История 1. Эмигрант по неволе
В глухой сибирской деревне, где-то на краю многострадальной, измождённой всяческими кризисами (и прочими природными катаклизмами) необъятно-обширной русской глубинки жил хомяк.
Многие скептически настроенные граждане, скривив рот в неожиданном сарказме, скажут:
– …дишь! – Ну, в том смысле, что, мол, где это видано, чтоб там хомяки жили?
Да то непростой хомяк был, а хомяк-долгожитель, да ещё, к тому же говорящий, по прозвищу Кукиш. Его в стародавние времена купец Абздыхин из Ипонии привёз – страны сказочной, и для ума нашенского непостижимо-загадочной.
Так вот: променял он его на бутыль первача, у ихнего ипонского самурая-алкоголика, поскольку гульфик себе меховой пошить собирался, а тот, как раз цветом к штанам подходил. В общем, выторговал он себе животину и в карман поклал, вместе с запонками из козьих окатышей, настоящим ипонским пресс-папье и императорской вставной челюстью эпохи Сараёки. Очень предприимчивый купец был – уж такие диковинки из странствий заморских привозил, что потом всей деревней в течение года гадали, что за штуковины и с каким хреном их жрать удобнее.

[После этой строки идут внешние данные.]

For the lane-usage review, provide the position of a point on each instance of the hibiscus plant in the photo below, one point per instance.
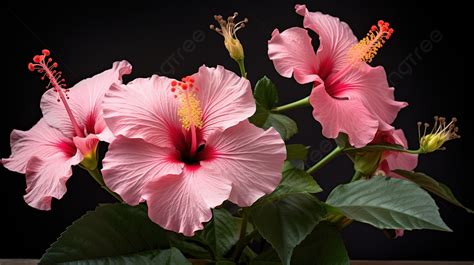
(199, 166)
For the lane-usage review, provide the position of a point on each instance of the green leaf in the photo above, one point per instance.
(265, 119)
(293, 218)
(186, 245)
(111, 230)
(225, 262)
(324, 246)
(266, 98)
(366, 162)
(167, 257)
(387, 203)
(377, 147)
(267, 258)
(285, 126)
(170, 256)
(266, 93)
(433, 186)
(222, 232)
(294, 180)
(296, 152)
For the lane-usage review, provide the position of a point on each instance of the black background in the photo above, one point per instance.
(86, 38)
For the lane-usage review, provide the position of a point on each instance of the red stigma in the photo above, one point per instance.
(47, 68)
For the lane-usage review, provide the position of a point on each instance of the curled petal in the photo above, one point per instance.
(85, 100)
(130, 164)
(181, 203)
(292, 54)
(251, 158)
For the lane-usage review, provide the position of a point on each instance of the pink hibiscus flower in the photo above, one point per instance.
(348, 95)
(186, 146)
(44, 153)
(392, 160)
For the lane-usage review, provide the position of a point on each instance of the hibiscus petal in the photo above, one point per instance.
(349, 116)
(144, 108)
(226, 99)
(292, 54)
(85, 100)
(369, 85)
(181, 203)
(87, 144)
(335, 39)
(130, 163)
(46, 178)
(250, 158)
(41, 141)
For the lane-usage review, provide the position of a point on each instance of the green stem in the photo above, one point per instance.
(357, 176)
(334, 153)
(294, 105)
(241, 63)
(243, 241)
(376, 147)
(99, 179)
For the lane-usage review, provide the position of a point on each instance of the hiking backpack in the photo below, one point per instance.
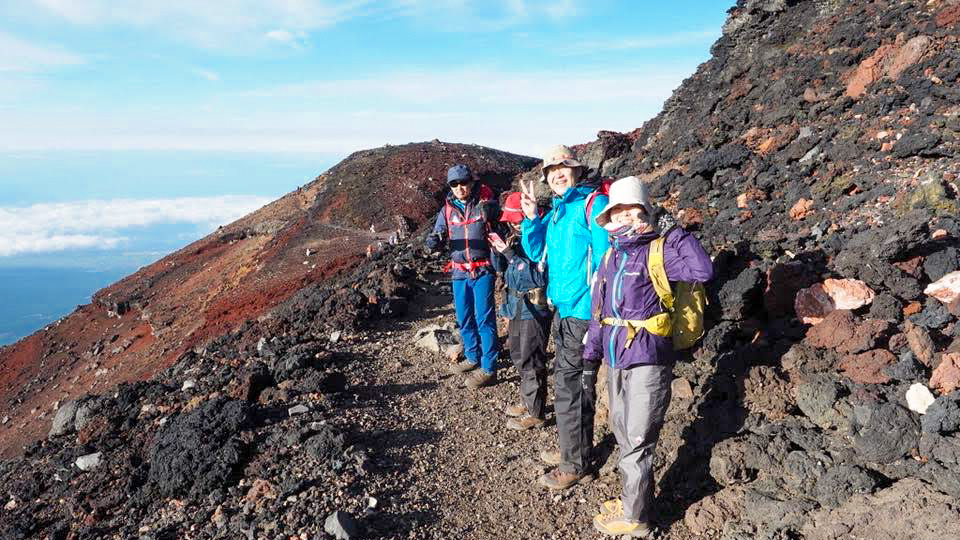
(686, 302)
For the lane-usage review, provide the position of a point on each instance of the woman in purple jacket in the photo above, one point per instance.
(640, 370)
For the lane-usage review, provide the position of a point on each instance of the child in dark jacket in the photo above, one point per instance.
(638, 352)
(529, 328)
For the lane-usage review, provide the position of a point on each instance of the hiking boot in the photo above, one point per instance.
(462, 366)
(526, 421)
(479, 378)
(611, 507)
(617, 525)
(551, 457)
(516, 411)
(558, 480)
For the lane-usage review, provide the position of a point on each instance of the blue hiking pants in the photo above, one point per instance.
(476, 316)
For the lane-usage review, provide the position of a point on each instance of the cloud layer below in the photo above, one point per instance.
(109, 224)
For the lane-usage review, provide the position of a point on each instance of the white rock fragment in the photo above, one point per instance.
(919, 398)
(298, 409)
(945, 289)
(89, 461)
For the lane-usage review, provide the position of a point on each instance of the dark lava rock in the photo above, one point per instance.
(198, 451)
(917, 143)
(943, 415)
(706, 163)
(842, 481)
(940, 263)
(341, 525)
(327, 445)
(906, 369)
(742, 296)
(821, 400)
(886, 307)
(884, 432)
(934, 315)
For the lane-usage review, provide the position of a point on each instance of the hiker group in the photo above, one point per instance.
(612, 278)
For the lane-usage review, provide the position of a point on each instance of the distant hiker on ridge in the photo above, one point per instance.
(571, 245)
(525, 305)
(466, 218)
(634, 331)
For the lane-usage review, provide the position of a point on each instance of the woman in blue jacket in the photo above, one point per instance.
(571, 245)
(525, 306)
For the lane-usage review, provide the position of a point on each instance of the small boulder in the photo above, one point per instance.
(918, 338)
(942, 415)
(919, 398)
(63, 421)
(341, 525)
(946, 376)
(848, 293)
(868, 367)
(89, 461)
(945, 289)
(681, 389)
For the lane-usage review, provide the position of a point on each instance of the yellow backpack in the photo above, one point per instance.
(686, 303)
(683, 319)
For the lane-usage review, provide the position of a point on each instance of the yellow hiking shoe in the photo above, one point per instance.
(612, 506)
(617, 525)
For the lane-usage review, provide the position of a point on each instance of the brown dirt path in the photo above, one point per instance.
(453, 470)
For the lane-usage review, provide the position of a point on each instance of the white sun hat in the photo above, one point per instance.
(559, 155)
(626, 190)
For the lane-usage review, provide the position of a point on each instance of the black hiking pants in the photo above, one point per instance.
(576, 394)
(528, 350)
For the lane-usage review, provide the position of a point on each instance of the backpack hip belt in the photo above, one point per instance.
(466, 267)
(658, 325)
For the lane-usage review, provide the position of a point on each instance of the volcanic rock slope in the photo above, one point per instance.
(145, 322)
(815, 154)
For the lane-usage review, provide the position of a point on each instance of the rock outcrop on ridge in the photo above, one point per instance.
(142, 324)
(815, 154)
(818, 153)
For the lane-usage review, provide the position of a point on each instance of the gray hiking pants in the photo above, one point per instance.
(639, 397)
(576, 394)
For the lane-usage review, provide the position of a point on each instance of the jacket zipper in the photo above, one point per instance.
(614, 300)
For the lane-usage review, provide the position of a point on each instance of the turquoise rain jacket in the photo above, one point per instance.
(574, 249)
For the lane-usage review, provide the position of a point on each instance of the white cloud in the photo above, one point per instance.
(479, 86)
(507, 110)
(96, 224)
(641, 42)
(237, 23)
(20, 56)
(225, 23)
(283, 36)
(206, 74)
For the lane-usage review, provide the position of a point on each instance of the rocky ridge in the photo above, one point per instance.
(823, 402)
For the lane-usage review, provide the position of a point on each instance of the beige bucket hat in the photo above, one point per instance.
(626, 190)
(559, 155)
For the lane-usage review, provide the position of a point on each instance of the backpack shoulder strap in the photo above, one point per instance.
(658, 273)
(599, 286)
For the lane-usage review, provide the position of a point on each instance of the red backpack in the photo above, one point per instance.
(602, 189)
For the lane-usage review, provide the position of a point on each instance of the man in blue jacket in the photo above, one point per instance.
(572, 245)
(466, 218)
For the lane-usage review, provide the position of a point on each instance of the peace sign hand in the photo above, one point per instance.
(528, 200)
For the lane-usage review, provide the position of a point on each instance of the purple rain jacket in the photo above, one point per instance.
(627, 293)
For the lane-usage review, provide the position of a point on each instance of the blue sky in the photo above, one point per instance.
(130, 127)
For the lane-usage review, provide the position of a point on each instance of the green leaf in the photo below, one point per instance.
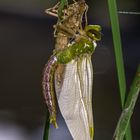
(129, 107)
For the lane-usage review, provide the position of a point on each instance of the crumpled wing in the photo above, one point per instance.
(75, 98)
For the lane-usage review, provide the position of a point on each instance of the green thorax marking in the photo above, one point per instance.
(75, 50)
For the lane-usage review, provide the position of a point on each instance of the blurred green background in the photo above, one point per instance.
(26, 42)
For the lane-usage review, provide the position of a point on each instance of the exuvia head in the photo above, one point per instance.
(93, 32)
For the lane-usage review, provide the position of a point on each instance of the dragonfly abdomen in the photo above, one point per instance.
(48, 89)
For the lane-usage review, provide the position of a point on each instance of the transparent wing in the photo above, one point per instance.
(75, 98)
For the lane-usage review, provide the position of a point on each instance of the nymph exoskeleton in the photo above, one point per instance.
(84, 44)
(65, 29)
(73, 50)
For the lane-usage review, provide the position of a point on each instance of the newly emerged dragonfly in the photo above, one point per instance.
(70, 68)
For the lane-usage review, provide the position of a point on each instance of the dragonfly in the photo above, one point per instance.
(68, 74)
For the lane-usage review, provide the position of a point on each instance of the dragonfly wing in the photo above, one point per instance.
(75, 98)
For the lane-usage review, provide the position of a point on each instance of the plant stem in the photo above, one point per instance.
(129, 107)
(118, 55)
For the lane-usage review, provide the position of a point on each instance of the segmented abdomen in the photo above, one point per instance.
(48, 88)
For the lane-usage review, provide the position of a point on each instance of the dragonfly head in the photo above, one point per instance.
(93, 32)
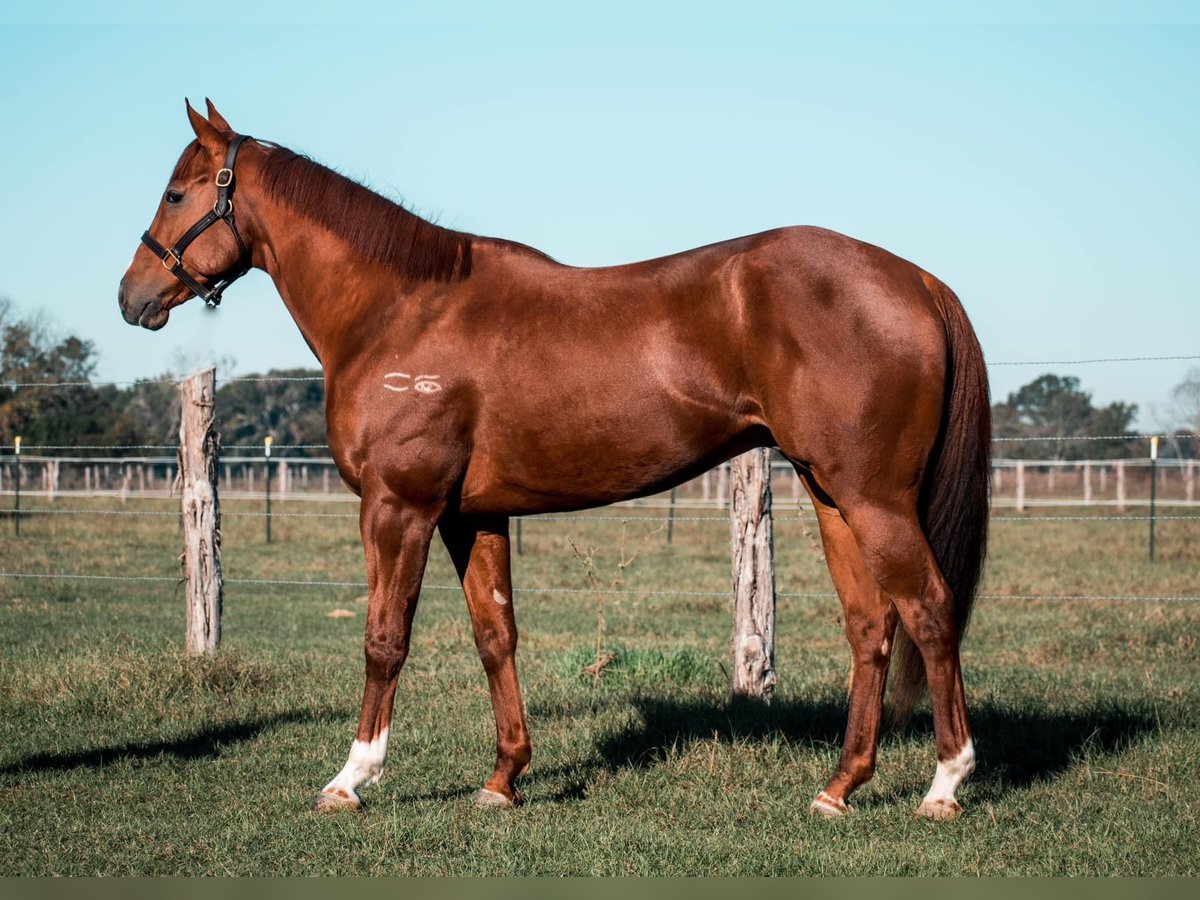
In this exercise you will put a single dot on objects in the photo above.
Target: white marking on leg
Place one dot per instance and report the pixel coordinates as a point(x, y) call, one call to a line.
point(829, 807)
point(364, 766)
point(949, 777)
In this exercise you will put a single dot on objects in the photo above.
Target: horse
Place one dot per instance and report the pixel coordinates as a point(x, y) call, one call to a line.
point(471, 379)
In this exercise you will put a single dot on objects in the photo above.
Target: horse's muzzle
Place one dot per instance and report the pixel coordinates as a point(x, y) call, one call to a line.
point(147, 313)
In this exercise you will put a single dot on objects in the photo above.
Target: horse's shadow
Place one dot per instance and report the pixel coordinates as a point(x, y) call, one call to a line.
point(204, 744)
point(1015, 748)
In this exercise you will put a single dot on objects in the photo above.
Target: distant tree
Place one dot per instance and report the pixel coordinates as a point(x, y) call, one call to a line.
point(1056, 409)
point(292, 412)
point(33, 354)
point(1185, 413)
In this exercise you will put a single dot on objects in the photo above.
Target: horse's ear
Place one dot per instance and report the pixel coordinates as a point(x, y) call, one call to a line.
point(215, 118)
point(209, 137)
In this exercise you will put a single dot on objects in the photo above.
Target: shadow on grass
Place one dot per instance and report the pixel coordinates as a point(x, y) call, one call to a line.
point(202, 745)
point(1015, 748)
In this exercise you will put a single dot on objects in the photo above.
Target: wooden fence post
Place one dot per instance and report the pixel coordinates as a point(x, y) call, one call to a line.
point(199, 447)
point(754, 576)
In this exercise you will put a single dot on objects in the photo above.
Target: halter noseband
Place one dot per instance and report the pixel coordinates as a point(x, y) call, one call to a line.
point(173, 258)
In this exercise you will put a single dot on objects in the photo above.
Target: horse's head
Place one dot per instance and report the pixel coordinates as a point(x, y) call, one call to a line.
point(195, 216)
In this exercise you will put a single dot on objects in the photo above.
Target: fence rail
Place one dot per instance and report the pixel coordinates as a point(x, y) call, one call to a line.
point(1115, 492)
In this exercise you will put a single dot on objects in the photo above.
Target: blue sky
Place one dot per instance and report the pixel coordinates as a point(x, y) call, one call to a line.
point(1047, 172)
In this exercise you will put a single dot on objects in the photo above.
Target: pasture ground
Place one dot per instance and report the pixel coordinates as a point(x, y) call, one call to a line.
point(119, 756)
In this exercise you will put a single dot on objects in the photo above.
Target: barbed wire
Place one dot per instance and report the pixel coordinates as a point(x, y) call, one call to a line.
point(562, 516)
point(570, 591)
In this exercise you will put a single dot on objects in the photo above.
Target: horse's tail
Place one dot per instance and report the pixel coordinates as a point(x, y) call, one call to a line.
point(957, 492)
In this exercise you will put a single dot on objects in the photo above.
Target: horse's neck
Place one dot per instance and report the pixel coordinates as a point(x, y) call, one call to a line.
point(322, 281)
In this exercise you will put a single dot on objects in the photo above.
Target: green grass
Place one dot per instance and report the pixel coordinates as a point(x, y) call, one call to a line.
point(120, 756)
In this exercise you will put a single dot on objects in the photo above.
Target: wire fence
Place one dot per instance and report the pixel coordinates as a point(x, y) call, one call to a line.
point(138, 473)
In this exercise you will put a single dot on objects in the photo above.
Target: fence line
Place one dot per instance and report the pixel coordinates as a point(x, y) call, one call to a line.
point(589, 592)
point(281, 379)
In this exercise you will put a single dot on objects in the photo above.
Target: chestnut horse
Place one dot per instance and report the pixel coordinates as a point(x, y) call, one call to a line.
point(469, 379)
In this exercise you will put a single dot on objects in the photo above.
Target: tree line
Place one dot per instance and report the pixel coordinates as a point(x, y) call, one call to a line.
point(1053, 414)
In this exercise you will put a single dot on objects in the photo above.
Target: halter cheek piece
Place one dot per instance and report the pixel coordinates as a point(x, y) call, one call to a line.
point(173, 258)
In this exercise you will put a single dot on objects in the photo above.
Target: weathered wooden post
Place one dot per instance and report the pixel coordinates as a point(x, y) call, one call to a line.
point(199, 447)
point(754, 576)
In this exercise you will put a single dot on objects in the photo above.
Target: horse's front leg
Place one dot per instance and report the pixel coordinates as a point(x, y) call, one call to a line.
point(480, 553)
point(396, 540)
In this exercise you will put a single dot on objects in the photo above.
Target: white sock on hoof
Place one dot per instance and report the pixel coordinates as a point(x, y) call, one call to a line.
point(951, 775)
point(364, 766)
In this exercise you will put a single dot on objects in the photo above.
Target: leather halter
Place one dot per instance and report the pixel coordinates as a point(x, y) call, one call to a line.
point(222, 210)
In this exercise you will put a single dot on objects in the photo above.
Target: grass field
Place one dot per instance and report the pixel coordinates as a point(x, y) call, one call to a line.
point(119, 756)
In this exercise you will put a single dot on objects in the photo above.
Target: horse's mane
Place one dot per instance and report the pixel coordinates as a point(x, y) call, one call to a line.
point(378, 228)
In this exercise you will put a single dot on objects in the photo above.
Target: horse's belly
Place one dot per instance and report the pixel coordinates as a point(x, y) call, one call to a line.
point(580, 459)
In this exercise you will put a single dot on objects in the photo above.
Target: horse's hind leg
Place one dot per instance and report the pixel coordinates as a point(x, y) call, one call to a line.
point(870, 622)
point(895, 552)
point(396, 541)
point(480, 553)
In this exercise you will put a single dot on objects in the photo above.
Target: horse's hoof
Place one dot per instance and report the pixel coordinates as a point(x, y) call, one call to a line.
point(335, 801)
point(829, 807)
point(942, 809)
point(487, 797)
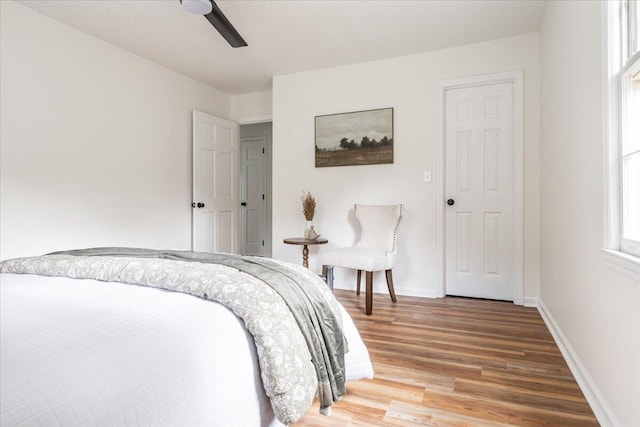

Значит, поклал он хомяка в карман, предварительно сильно надавив на евоное причинное место, чтоб тот от шока болевого сознание на время транспортировки потерял. Уж шибко образованный в медицине купец был. Сам всем оленям в округе обрезание делал и песцов оскоплял, дабы следить за численностью популяции и регулировать экспортно-импортные отношения с соседскими деревнями по торговле мехом и рогами. А хомяк-то, поскольку самурайских кровей происходил, к болям в мудях был абсолютно нечувствителен по причине крайней натренированности оных. Хозяин евоный прежний, самурай, зачастую любил на этом хомяковом месте орехи колоть, а поскольку подслеповатый был, да и самогоночкой абсолютно не брезговал, то частенько орехи с камешками путал. Бывало, положит камешек, размахнётся, что есть мочи, молоточком своим самурайским для колки орехов, да как шарахнет – а камушек не колется, вот так весь день и колотит, пока сушняк не замучит. Частенько, кстати, промахивался, поэтому у хомяка не только промеж ног закалено всё было, но и другие участки организма тоже. Так же в результате этих тренировок, на двадцать первом году жизни, хомяк заговорил! Слова, поначалу вылетающие из него после каждого удара молоточка, носили хаотичный и оскорбительно-матерный характер, но со временем приобрели осмысленность и яркую филологическую окраску, так что если б эти слова какой-нибудь там Даль или Ожегов с ипонского перевести смогли, то надолго бы задумались и впали в транс, а словари свои так бы и не издали. Правда, и отрицательный момент тренировок тоже присутствовал: хомяк был подслеповат, глуховат, крив на оба глаза и страдал безостановочным энурезом с непроизвольной дефекацией. Но, так как слов этих он не знал даже по-ипонски, то мочился и гадился под себя запросто так, молча по-самурайски, не предавая оным процессам особого значения.